Chapter 34
Liora
The hallway to our dorm was quiet, too quiet. Late afternoon sunlight had dipped into a rainy night, the once long, golden streaks, replaced by suspended memories in the air.
I tossed my braid over to my other shoulder, my clothes suddenly feeling too tight. I hadn’t expected to see him, not really sure why Callum of all people would be waiting outside of my exam hall.
The stone beneath my feet felt cool, even through my thin slip ons, and the faint scent of lemon polish lingered from whatever overworked staff member had been forced to scrub the floor for inspection earlier.
I reached for the doorknob of my dorm room with a sigh already forming in my chest.
At Homecoming, the results would be posted–names read aloud, futures sealed with nothing more than a thumbtack and a bulletin board later in the night.
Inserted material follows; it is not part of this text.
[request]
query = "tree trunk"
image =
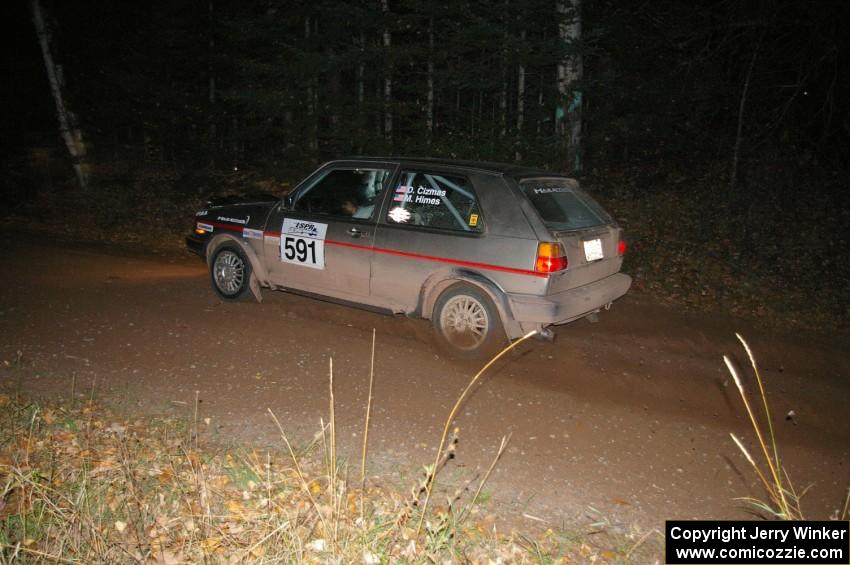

For everyone else, it would mean everything. For me, it was just a statement.
Regardless, I already knew I passed, and showed up Callum’s snooty parents. I wasn’t being arrogant, I just knew what I wrote, and I knew it was better than most of the nobles who had snickered when I walked in. But knowing didn’t make me feel triumphant. It didn’t even make me feel relieved.
It just made the ticking clock in my head louder.
Because after Homecoming… I wouldn’t be here. No matter how many exams I passed, or how many time’s I helped out the image of the wolfless, this version of life wasn’t real.
I pushed open the door and was immediately hit with an explosion of noise.
“YOU’RE ALIVE!” Mia shrieked.
I blinked. “Barely.”
She was already bouncing across the room, bare feet sliding across the polished floor, her inky hair a mess, cheeks flushed like she’d been waiting hours to ambush me.
“I told you! I told you, you’d crush that test! You passed didn’t you! I mean, we don’t know you passed, but you totally did! I bet you did so well you’ll qualify for the spring competition!” She stopped in front of me, breathless. “Do you even understand how rare that is for someone not born into a bloodline?”
I raised a brow. “I don’t think they hand out medals for statistical anomalies.”
She groaned and shoved my shoulder. “Ugh, stop being humble and let me be excited for you.”
I cracked the smallest smile. Just for her.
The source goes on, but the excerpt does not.